Entre l'Iran et les Etats-Unis, les tractations se poursuivent sous l'égide du Pakistan afin d'organiser une deuxième session de négociations, après l'échec de la première à Islamabad le week-end dernier, pour mettre durablement fin à la guerre.

L'influent chef de l'armée pakistanaise Asim Munir était en Iran jeudi pour y rencontrer le président du Parlement Mohammad Bagher Ghalibaf, considéré comme le principal interlocuteur du côté de Téhéran.

Face à un conflit qui a fait des milliers de morts, principalement en Iran et au Liban, depuis l'offensive israélo-américaine déclenchée le 28 février, et qui secoue l'économie mondiale, le monde espère a minima une prolongation du cessez-le-feu de deux semaines, en vigueur depuis le 8 avril.

Il n'y a pour l'instant "pas de date" fixée pour un deuxième round de discussions, a indiqué le porte-parole du ministère pakistanais des Affaires étrangères.

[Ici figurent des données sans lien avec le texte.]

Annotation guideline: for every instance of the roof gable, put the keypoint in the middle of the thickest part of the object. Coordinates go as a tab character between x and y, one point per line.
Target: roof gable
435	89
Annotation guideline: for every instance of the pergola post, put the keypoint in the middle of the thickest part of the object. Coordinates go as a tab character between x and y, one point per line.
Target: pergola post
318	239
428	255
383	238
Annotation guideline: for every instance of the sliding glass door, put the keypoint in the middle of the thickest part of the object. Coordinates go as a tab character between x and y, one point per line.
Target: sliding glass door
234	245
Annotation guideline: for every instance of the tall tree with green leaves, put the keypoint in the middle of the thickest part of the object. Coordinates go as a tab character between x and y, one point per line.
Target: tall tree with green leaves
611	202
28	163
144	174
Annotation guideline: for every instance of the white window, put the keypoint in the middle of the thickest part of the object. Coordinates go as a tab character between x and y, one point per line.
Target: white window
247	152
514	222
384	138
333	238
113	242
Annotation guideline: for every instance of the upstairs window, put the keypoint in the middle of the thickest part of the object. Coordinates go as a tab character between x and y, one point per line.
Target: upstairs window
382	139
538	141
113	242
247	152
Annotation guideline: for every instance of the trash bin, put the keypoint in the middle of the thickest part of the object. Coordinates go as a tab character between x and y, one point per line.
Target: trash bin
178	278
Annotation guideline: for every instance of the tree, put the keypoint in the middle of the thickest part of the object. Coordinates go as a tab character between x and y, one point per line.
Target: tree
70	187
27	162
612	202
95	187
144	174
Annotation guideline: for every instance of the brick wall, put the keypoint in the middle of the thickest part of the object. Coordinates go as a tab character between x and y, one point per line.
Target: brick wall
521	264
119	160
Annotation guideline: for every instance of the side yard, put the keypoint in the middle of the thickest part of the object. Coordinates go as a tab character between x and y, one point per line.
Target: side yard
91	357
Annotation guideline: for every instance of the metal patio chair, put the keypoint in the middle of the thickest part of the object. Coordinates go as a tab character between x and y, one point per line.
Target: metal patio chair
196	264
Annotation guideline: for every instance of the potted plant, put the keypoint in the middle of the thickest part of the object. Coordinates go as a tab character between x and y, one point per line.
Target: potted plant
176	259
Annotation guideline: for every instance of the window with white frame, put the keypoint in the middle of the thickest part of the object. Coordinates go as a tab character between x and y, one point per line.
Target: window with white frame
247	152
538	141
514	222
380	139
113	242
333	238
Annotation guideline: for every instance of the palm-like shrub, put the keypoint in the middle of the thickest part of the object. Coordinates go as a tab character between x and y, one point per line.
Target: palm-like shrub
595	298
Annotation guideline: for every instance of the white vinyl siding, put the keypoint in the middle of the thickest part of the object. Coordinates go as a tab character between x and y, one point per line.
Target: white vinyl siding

Pour l'heure, l'Iran verrouille toujours le détroit d'Ormuz, et Washington impose depuis lundi un blocus sur les navires en provenance ou à destination des ports iraniens.

"Si l'Iran fait le mauvais choix, alors il y aura un blocus et des bombes qui tomberont sur ses infrastructures électriques et énergétiques", a menacé le ministre de la Défense américain Pete Hegseth.

L'Iran menace lui de bloquer également la mer Rouge, tout en réaffirmant sa volonté de négocier.

L'ambassadeur iranien à l'ONU a qualifié Téhéran de "prudemment optimiste" quant à ces pourparlers et a exprimé son espoir d'un "résultat significatif".

Première historique ? 

Israël a de son côté menacé l'Iran de frappes "encore plus douloureuses" s'il refusait de se plier aux demandes des Etats-Unis, notamment sur l'armement nucléaire.

A Washington, la Chambre des représentants a rejeté à nouveau jeudi une initiative des députés démocrates qui souhaitaient forcer Donald Trump à obtenir l'aval du Congrès pour éventuellement poursuivre les hostilités contre l'Iran.

La France a annoncé jeudi soir qu'une "trentaine de participants" assisteraient vendredi à une visoconférence coprésidée par Emmanuel Macron et le Premier ministre britannique Keir Starmer visant à mettre en place une mission de sécurisation du détroit d'Ormuz quand les conditions le permettront.

Au Liban, "les deux parties veulent la PAIX, et je crois que ça va se réaliser rapidement", a commenté Donald Trump, avant d'inviter les dirigeants israélien et libanais à se rencontrer à la Maison Blanche "au cours des quatre ou cinq prochains jours" - une première à un tel niveau de représentation entre les deux pays depuis 1993.

Le Liban s'est engagé à prendre des "mesures concrètes pour empêcher" toute attaque du Hezbollah contre Israël dans le cadre de la trêve, selon la diplomatie américaine.

Le mouvement pro-iranien compte respecter le cessez-le-feu "à condition qu'il s'agisse d'un arrêt global des hostilités contre nous", a déclaré à l'AFP un de ses députés, Ibrahim Moussaoui.

Echange de tirs 

S'il y voit une occasion de "paix historique" avec Beyrouth, Benjamin Netanyahu a rappelé son exigence d'un désarmement du Hezbollah comme préalable et indiqué que l'armée israélienne allait maintenir sa présence "dans le sud (du Liban) dans une bande frontalière de dix kilomètres de profondeur".

Dans les heures qui ont précédé l'entrée en vigueur de la trêve, Israël et le Hezbollah ont échangé de nouveaux tirs transfrontaliers.

L'armée israélienne a annoncé avoir frappé des lanceurs de roquettes du Hezbollah après que deux personnes ont été blessées, dont une grièvement, par des tirs vers le nord du pays,selon un bilan de l'équivalent israélien de la Croix-Rouge.

Plus tôt dans la journée, au moins sept personnes ont été tuées et 33 blessées dans une frappe israélienne sur le village de Ghazieh, dans le sud du Liban, selon les autorités.

Depuis que le Liban a été entraîné dans la guerre au Moyen-Orient début mars quand le Hezbollah a visé Israël pour soutenir l'Iran, les frappes israéliennes sur le Liban ont fait plus de 2.000 morts et un million de déplacés.